Figure 4: Decomposition of WER into insertions, deletions, and substitutions for CTC, NLE, and AR systems, revealing NLE’s conservative error profile.
Computation Cost Breakdown
The encoder dominates inference cost at 66%, with the LLM editor at ~30%. The non-autoregressive architecture allows near-optimal hardware utilization, with all other stages negligible in compute share.
Figure 5: Profiling of inference stages for NLE; encoder operations are the dominant cost.
Practical and Theoretical Implications
NLE demonstrates that pretrained LLMs can be adapted, using lightweight modifications, for non-autoregressive conditional editing tasks in ASR. The approach combines high-accuracy transcript correction with extreme inference parallelism, making LLM-based ASR practical for real-time applications and demonstrating a template for efficient NAR editing in other sequence transduction tasks.
Crucially, the system design enables weights to be shared between ASR and general LLM applications, via LoRA and attention mask reconfiguration.

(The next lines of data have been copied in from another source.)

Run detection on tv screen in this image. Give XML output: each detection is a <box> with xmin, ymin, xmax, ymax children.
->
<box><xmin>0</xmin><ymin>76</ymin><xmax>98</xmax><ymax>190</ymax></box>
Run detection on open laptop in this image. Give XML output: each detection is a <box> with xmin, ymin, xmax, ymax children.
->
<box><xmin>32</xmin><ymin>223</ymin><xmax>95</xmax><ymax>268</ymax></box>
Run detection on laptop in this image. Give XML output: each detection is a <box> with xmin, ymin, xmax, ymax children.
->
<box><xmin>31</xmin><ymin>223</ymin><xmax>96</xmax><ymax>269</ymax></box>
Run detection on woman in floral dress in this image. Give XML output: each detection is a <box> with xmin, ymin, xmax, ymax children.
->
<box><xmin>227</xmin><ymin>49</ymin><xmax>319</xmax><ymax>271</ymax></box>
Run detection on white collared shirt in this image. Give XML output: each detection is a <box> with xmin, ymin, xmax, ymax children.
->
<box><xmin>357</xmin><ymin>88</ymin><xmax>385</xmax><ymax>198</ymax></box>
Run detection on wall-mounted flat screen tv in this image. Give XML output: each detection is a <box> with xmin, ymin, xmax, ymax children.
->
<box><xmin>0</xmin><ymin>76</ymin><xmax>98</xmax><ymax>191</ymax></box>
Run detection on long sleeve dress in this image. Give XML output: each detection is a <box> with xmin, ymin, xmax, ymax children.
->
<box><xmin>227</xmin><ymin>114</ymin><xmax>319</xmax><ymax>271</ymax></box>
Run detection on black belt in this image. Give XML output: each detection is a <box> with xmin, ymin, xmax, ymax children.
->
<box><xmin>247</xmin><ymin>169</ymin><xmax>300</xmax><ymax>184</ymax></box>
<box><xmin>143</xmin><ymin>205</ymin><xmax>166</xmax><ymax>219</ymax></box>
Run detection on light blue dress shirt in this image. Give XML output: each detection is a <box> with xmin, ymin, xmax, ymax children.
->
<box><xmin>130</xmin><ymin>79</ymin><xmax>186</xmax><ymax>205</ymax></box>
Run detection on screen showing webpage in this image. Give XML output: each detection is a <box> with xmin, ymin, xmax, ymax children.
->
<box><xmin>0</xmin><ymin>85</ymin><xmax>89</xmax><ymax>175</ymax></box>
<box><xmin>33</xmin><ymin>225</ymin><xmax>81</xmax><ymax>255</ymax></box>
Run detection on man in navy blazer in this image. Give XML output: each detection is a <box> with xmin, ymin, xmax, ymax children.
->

There remain tradeoffs: NLE’s conservative, hypothesis-anchored editing biases against large-scale rehypothesization, limiting performance if the initial CTC draft is poor or if large semantic transformations are required. Cross-tokenizer retokenization overhead is minor but suboptimal.
Future Directions
Several optimizations are outlined:
- Text augmentation: To close the gap between training and iterative inference distributions, increasing the robustness of multi-step editing.
- Hybrid editing-masking: Combining editing with mask-predict strategies may further enhance correction ability, especially for uncertain regions.
- Architectural modifications: Decoupling LLM processing for audio and text to switch from quadratic to linear complexity in audio length, enabling efficient long-form ASR.
- Encoder-editor joint optimization: End-to-end training could further elevate correction capacity, provided robust schemes are designed to stabilize training.
- Employ LLM as CTC LLM: Incorporating the LLM directly into CTC beam search may bring additional priors to initial draft generation.
Conclusion
NLE advances LLM-based ASR by recasting transcript generation as non-autoregressive editing, marrying CTC efficiency with LLM linguistic priors. With performance that rivals AR paradigms and massively outpaces them in inference speed—especially for real-time use—NLE substantiates the viability of bidirectionally-adapted LLM editors in ASR. This paradigm is likely extensible to other sequence transduction domains, representing a significant stride toward practical, low-latency, LLM-powered language technologies.